先月Blockware Solutionsというアメリカのマイニング企業が、マイナーのビットコイン価格変動への対応と、それが中長期のビットコイン価格形成に与える影響やパターンについて解説する記事を公開していました。こちらの記事は普段あまり語られることのないマイナーの意思決定や競争環境について説明しつつ、具体的な想定やシミュレーションをしているもので非常に面白かったです。言われてみれば確かに、ということなのですが、自分も一部マイナーの動向について正確に理解してなかった部分もありました。
元記事↓(余裕のある人は是非本文確認推奨)
特に、先日のコロナショックによるビットコインの急激な価格下落や1か月ほどで半減期の到達を控えている中、
・ビットコインは価格の急速な下落に対して本当に生き残れるのか?
・半減期後のマイナーの収益が急速に悪化して問題はないのか?
などの疑問を持っている人も多いと思います。今回はそれについて考えてみます。
ビットコインマイナーによる売り圧
まず基本的な話ですが、マイナーはビットコインの価格形成にとって非常に重要なプレイヤーです。
今の採掘レート(10分で7.5BTC)で一日に1800BTC、一月で54,000BTC(今の市場価格で350億円相当/月)が新規に採掘され、マイナーの手に渡ります。マイナーは電力代や施設、人件費などの支払いの為にこれらのビットコインを売って現金に換える必要があり、これが構造的に市場でのビットコインの大きな売り圧となっています。同時にマイナーは数年単位で長期にビットコインにコミットする必要があり(マイニング機器の投資回収と電力や施設の契約サイクル)、多くのマイナーは将来的なBTCの価格上昇を期待し、手に入れたビットコインの少なくとも一部はビットコインのまま保有しているようです。ここら辺の売り圧の話はビットコイン研究所でも連載してくれている佐々木さんも度々説明していますね。

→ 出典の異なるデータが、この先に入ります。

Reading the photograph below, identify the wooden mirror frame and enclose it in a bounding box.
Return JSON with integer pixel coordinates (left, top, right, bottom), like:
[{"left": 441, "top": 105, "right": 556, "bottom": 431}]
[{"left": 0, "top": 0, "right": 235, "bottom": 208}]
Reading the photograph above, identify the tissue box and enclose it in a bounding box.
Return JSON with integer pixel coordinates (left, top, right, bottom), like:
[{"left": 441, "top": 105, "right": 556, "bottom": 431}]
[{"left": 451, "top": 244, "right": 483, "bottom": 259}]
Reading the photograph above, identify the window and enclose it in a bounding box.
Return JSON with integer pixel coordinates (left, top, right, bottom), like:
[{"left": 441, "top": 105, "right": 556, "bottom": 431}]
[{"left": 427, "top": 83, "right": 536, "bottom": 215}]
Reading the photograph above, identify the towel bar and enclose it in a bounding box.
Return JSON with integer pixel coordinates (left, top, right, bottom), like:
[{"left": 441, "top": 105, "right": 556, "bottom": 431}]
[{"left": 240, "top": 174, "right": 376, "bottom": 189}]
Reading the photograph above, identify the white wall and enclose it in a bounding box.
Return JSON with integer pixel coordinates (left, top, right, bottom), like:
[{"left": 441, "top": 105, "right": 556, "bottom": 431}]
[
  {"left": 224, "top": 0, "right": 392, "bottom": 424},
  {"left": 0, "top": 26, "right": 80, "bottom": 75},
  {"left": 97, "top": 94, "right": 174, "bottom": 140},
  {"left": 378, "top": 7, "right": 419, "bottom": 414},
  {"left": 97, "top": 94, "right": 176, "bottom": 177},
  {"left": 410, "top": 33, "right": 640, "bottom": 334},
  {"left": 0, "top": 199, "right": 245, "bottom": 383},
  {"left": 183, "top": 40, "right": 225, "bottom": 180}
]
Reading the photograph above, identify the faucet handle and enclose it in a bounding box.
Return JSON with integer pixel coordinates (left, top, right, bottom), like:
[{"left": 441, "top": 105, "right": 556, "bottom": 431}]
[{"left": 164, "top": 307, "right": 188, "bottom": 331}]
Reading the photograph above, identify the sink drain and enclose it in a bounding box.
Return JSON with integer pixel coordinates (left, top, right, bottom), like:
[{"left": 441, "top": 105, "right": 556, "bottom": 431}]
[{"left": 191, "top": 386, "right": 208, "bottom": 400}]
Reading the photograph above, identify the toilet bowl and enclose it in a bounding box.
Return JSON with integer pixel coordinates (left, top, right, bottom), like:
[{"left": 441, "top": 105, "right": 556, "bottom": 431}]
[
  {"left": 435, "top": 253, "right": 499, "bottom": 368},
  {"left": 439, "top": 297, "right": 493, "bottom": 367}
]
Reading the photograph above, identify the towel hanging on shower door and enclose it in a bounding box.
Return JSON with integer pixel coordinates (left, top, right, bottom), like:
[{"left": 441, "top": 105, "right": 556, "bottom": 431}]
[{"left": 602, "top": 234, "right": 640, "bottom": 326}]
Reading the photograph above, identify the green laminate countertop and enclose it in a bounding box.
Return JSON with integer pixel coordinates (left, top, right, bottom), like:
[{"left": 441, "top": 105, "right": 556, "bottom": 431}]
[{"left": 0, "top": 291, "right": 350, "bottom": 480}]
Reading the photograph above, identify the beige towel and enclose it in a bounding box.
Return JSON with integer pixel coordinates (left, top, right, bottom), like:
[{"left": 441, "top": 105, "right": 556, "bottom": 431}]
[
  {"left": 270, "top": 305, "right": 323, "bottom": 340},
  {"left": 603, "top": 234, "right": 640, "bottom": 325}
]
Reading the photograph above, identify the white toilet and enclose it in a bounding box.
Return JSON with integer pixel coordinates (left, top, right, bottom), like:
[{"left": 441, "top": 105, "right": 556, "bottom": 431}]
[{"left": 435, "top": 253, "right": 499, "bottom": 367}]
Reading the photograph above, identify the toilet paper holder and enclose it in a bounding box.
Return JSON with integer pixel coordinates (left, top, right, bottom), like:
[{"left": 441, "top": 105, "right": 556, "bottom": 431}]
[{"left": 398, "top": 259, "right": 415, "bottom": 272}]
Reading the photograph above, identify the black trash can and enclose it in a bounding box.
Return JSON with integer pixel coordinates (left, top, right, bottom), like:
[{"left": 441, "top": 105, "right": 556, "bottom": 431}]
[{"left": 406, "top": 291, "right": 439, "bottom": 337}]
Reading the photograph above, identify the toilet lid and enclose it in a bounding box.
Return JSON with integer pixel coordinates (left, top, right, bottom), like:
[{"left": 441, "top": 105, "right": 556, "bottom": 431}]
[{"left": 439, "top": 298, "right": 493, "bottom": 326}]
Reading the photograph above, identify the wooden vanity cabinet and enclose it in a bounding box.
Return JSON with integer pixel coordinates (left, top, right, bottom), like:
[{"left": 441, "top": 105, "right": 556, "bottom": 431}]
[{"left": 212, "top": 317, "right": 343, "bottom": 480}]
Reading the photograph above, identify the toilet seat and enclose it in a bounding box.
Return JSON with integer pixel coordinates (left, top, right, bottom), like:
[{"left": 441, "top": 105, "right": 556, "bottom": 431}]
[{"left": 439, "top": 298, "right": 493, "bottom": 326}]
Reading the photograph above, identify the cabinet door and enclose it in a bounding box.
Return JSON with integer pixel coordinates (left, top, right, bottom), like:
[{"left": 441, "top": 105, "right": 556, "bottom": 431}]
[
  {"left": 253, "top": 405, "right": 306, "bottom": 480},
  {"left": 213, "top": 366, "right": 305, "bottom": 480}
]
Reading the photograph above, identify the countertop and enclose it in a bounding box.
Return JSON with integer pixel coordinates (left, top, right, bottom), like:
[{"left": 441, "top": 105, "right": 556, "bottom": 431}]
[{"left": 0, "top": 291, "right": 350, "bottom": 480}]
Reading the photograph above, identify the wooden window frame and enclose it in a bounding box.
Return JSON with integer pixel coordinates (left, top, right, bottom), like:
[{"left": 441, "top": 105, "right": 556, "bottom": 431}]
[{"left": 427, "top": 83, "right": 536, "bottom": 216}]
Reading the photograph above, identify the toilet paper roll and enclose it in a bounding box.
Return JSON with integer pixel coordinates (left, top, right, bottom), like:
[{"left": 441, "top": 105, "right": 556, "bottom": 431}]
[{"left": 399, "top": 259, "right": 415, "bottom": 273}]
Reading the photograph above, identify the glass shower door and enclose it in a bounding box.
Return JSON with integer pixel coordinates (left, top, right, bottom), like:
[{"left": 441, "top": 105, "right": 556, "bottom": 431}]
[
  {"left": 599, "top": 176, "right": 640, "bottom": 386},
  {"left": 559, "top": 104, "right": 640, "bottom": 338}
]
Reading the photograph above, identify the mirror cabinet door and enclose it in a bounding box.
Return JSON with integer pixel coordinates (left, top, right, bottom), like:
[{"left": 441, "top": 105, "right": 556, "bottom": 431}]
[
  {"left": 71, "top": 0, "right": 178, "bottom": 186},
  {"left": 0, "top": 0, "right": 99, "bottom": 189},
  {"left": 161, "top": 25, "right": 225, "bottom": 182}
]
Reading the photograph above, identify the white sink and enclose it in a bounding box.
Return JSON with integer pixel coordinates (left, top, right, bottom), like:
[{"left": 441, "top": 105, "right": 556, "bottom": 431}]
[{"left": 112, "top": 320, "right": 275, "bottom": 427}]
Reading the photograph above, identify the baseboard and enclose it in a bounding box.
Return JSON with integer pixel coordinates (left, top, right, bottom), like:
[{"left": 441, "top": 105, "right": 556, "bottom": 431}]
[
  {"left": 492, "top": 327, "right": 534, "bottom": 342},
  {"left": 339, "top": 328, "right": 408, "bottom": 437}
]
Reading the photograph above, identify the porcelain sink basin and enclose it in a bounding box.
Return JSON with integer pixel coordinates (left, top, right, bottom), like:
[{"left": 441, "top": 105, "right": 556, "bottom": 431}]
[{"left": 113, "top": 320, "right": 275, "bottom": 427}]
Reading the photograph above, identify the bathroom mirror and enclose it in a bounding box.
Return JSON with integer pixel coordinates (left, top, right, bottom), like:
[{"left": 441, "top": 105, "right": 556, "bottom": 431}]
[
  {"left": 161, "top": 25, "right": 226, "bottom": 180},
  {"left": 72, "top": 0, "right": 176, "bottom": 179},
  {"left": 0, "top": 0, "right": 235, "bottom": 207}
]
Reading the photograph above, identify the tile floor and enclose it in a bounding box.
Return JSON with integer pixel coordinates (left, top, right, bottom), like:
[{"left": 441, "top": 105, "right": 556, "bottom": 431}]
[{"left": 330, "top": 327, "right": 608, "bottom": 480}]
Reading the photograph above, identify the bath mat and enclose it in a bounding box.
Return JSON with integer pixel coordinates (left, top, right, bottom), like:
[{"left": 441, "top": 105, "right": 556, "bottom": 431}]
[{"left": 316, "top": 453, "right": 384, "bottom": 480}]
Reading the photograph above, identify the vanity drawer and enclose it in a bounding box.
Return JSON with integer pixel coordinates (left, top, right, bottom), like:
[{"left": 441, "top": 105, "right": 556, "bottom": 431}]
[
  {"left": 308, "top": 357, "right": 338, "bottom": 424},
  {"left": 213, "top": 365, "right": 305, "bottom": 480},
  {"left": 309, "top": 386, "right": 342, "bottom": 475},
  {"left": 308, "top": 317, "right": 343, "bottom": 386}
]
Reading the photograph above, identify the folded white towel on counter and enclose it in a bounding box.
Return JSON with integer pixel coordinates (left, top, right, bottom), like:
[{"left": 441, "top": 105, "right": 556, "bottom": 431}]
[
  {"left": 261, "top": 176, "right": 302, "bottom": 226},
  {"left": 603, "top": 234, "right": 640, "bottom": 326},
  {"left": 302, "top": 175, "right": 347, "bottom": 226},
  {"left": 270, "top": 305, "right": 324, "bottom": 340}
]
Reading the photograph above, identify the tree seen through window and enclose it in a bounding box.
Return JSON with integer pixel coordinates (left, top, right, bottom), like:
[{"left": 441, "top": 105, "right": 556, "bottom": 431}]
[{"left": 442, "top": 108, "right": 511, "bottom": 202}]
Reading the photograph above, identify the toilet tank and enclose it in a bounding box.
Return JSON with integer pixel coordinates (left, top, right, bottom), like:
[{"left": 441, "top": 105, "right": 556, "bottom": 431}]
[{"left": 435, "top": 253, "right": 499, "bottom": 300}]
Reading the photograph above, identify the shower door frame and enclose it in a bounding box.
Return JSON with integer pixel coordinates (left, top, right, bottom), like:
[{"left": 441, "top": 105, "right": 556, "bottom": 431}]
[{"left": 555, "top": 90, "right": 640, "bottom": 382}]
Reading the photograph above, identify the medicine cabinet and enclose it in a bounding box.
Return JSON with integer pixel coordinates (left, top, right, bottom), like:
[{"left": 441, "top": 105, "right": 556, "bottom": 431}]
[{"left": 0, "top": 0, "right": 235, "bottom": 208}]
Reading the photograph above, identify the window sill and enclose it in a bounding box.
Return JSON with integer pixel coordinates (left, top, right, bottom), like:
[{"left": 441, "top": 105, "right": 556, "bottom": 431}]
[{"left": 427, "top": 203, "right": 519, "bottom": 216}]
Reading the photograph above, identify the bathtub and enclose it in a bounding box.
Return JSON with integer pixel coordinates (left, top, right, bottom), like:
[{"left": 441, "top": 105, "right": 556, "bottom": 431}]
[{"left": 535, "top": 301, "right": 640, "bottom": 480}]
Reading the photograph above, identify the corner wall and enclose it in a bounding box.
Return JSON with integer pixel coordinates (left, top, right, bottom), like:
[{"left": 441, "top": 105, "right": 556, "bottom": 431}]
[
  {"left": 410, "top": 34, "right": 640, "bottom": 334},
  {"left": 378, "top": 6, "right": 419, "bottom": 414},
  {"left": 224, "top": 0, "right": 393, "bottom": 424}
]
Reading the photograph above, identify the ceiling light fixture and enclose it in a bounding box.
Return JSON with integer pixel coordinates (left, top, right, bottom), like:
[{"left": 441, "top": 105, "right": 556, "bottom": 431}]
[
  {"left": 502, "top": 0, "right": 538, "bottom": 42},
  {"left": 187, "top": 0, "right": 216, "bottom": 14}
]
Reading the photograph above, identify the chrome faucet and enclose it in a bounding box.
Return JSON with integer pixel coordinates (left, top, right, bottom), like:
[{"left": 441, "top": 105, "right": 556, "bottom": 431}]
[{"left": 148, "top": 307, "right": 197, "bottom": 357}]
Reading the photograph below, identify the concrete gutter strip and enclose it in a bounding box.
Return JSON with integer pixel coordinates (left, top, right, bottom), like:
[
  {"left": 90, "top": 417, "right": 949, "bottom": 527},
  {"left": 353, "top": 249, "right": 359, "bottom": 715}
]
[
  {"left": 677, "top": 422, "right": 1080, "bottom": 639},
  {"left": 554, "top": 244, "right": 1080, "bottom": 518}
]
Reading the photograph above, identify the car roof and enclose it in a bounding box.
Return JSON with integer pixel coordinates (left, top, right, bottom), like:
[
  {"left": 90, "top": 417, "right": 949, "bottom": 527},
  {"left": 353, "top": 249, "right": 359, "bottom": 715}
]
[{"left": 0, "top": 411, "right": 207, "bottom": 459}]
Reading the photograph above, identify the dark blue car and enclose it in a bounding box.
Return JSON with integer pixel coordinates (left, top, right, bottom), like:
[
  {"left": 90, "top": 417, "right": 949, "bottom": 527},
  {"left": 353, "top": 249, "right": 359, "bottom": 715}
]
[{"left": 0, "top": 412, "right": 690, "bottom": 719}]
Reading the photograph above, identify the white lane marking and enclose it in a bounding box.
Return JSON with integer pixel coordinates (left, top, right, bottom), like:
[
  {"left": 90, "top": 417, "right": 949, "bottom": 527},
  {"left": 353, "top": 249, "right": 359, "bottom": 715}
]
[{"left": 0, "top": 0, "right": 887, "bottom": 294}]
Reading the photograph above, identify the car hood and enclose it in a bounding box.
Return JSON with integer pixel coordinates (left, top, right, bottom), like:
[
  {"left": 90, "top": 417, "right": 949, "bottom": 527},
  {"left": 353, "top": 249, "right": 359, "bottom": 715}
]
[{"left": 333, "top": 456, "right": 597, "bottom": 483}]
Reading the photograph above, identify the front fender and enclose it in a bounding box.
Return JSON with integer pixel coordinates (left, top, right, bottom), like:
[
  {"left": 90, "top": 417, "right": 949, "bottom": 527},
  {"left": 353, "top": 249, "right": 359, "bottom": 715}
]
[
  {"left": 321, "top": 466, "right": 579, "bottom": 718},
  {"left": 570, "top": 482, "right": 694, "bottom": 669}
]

ビットコイン価格はマイニングの損益分岐点で本当に形成されるのか?
さて、「マイナーによる売り圧」以外にマイナーとビットコイン価格でよく言われることが、「マイニング損益分岐点と価格サポート説」です。
例えば平均的マイナーの損益分岐点が5000ドルだとして、ビットコインの市場価格が5000ドルに近づいてきたとします。このラインを下回ると多くのマイナーが赤字になってしまい営業停止、更なる価格下落やハッシュレートの連鎖が起きかねない、ということで、マイナーやトレーダーはこの損益分岐価格ラインを意識し、出来るだけこのラインを割らないようにする、というものです。まあ色々細かい説のバリエーションは他にもあるでしょうが、概ねこんなところでしょう。要は、マイニングの平均的損益分岐点がビットコイン価格の一つの下限適正価格であり、価格が短期的にそのラインを割ってもそのラインがサポートになって価格は適正値以上まで回復するだろう、というわけです。
ただしマイナーの実際の行動を観測すると上記のような思考モデルは正確ではないようです。
各マイナーの電気代や設備費、人件費などのオペレーション費用が毎月固定だったとします。短期的な投機や市場での混乱(コロナ相場など)でビットコインの価格が下がり始めると、マイナーは固定費を支払う為に手に入れたビットコインの現金化の割合を引き上げる必要が生じます。それが市場でのビットコインの追加の売りプレッシャーになり、売りプレッシャーの連鎖、ビットコイン価格の下落が加速します。